Predicting double play rate

by Dan Turkenkopf
July 16, 2009

It seems pretty intuitive, right? Big, slow sluggers will hit into more double plays than speedsters.

They hit the ball harder, so the ball gets to the infielders a lot faster. And they obviously don’t run as well, so they’re easier to double up. But sluggers also are less likely to put the ball in play and less likely to hit a ground ball when they do put the ball in play.
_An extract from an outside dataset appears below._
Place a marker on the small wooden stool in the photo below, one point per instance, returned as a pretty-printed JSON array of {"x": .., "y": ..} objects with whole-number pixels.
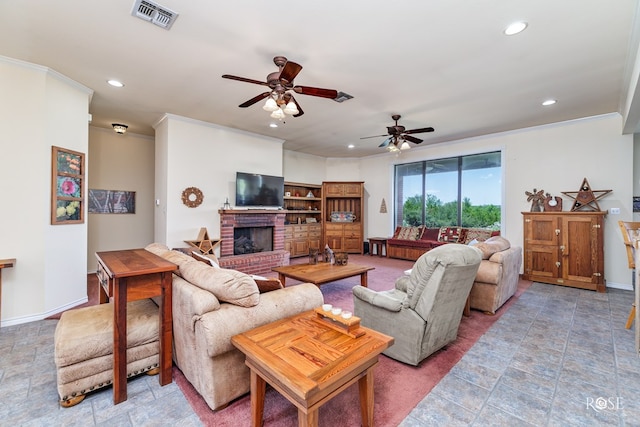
[
  {"x": 632, "y": 317},
  {"x": 380, "y": 245}
]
So is our theory really true? Do power hitters hit into more double plays than weaker hitter who might be faster?

Methodology

The approach I used is a pretty simple one. I figured the double play rate for every player season since 1954 that had more than 50 opportunities, where an opportunity is a plate appearance with a runner on first and fewer than two outs. This left me with 13,169 player seasons. For each of those player seasons, determine isolated power (slugging percentage – batting average), isolated walk rate (on base average – batting average) and speed score. I calculated speed score the same way Fangraphs does; using stolen base percentage, stolen base frequency, triple rate and runs scored percentage.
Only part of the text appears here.